My laptop has an HDD as well (and 4gigs of RAM, it's pretty ancient). Superfetch was also constantly putting my 6YO HDD under a constant 100% load, making everything extremely slow (RAM usage was also spiking up after spending just 20 minutes on chrome running 5 tabs). Disabling Superfetch sped everything up by a MASSIVE margin (and I seriously say massive). Everything was running on slow motion (keyboard taking half a second before registering a keystroke annoyed me most) but now it's all good again. Hope it helps :)

 

misodle

Prominent
Nov 16, 2017
1
0
510
I have a lenovo t540. HDD. 8 Gig of Ram.
So until the latest Windows 10 update, everything was fine, but after the Creator's update, periodically after a boot or when resuming from sleep, the disk would spin up to 100% for a long time, the machine at times being completely unresponsive.

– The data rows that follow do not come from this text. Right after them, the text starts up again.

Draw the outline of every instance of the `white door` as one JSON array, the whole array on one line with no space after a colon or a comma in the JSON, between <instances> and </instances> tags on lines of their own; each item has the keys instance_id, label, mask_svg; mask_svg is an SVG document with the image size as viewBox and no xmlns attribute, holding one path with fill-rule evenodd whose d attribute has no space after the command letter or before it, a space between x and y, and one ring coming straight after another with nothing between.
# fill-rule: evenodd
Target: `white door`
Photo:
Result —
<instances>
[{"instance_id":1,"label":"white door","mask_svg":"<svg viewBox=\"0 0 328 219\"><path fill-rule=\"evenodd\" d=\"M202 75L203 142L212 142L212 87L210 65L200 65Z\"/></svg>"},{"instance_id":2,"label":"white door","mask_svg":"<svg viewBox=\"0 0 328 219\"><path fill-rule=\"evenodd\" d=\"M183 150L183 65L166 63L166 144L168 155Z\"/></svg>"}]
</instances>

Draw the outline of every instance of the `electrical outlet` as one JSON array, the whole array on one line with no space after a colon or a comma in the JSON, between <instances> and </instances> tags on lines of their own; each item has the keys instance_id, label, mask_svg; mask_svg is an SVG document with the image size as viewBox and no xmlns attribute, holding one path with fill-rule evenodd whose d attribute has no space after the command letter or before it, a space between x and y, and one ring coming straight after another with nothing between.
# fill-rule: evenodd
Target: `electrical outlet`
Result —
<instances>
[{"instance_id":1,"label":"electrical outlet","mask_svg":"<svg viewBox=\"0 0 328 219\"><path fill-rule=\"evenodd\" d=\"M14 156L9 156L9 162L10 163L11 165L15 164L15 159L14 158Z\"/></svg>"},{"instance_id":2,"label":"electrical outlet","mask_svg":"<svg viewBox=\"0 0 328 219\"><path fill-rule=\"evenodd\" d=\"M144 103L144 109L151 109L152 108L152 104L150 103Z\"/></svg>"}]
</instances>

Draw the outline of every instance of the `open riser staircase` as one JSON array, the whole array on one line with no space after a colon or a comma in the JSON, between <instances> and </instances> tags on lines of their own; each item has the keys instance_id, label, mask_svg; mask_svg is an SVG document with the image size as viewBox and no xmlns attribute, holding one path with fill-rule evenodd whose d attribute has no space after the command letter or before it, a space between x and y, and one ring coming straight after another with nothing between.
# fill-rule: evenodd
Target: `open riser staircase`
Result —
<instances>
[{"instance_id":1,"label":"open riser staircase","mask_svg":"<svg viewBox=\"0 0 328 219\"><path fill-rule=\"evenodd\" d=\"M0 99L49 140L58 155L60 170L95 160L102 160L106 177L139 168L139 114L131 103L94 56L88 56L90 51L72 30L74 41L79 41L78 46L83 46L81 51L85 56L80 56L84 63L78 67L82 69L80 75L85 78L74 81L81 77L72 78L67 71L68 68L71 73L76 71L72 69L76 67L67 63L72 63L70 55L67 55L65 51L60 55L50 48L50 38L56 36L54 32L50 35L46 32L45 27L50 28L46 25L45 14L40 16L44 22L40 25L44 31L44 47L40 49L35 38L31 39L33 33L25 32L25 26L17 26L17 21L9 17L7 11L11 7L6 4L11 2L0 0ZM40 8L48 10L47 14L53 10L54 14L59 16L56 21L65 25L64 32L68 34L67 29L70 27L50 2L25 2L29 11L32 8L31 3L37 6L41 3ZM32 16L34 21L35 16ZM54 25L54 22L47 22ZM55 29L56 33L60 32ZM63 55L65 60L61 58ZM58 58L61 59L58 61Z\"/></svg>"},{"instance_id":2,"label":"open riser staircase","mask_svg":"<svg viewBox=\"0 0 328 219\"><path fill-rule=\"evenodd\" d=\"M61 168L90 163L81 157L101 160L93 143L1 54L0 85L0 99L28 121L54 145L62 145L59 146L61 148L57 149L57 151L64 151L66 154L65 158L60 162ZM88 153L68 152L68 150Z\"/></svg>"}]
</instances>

I run lots of things, development tools, browser, Outlook, multiple SQL Server installations. I found this post and stopped Super Fetch during one of these episodes, and guess what. Disk usage immediately dropped to 0%.

So long story short, disabling superfetch worked for me. I did not have constant 100% disk usage, but periodic 100% disk usage and this seemed to fix the problem for me. +1 for this solution, and thanks to original poster for suggesting it.